Rulfo andaba dando vueltas por el vecindario, era una tarde serena y agradable. Al pasar por casa de su amigo tomó la esquina y se dirigió a hacerle una visita. Al llegar al portal llamó al timbre un par de veces y se quedó un rato esperando. No contestaba. En ese momento un vecino le preguntó si estaba tratando de utilizar el timbre. Al contestarle que sí el vecino le advirtió que últimamente no funcionaban bien. Al escucharles entró en la conversación un tercer vecino, un tanto enfurecidó les habló de que él mismo había tratado de hablar con el presidente de la comunidad sobre el tema, y de que los timbres necesitaban ser arreglados urgentemente. Ante el enojo de aquel vecino, Rulfo trató de apaciguarlo, pero aquel hombre era de esos que se enfurece más cuando alguien trata de calmarlo.

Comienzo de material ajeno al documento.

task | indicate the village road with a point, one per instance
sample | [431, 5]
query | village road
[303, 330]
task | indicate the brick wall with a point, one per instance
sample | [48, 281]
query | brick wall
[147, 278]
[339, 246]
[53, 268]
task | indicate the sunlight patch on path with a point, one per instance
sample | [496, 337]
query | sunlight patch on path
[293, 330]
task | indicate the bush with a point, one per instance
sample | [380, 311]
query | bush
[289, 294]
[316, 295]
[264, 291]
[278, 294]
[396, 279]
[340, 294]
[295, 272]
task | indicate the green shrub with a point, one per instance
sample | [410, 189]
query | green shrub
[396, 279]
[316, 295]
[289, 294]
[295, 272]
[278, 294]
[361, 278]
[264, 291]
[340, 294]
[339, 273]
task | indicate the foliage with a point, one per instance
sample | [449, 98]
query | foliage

-Cabrón de presidente, venga a subir las cuotas y los timbres en este estado...
-Bueno, eso suele pasar, no es culpa de nadie-le contenía Rulfo- las cosas se deterioran...
-¡Qué no es culpa de nadie!...
No tardaron en pasar por allí un par de vacinas más , perrito incluido. Rápidamente se sumaron a la protesta e indignación, mientras el perrito empezaba a ladrar y hacer atisbos de morder al bueno de Rulfo. Para su alivio por fin pasó por allí su amigo que también paseaba tranquilo. Mientras le saludaba a lo lejos trataba de apaciguar a los vecinos.
-Tranquilos...que no había nadie en casa...que no había nadie,,,,- Pero no lo escuchaban.
Ambos amigos se marcharon a tomar un chato de vino. Detrás ya un par de chiquillos tiraba piedras a la ventana del presidente.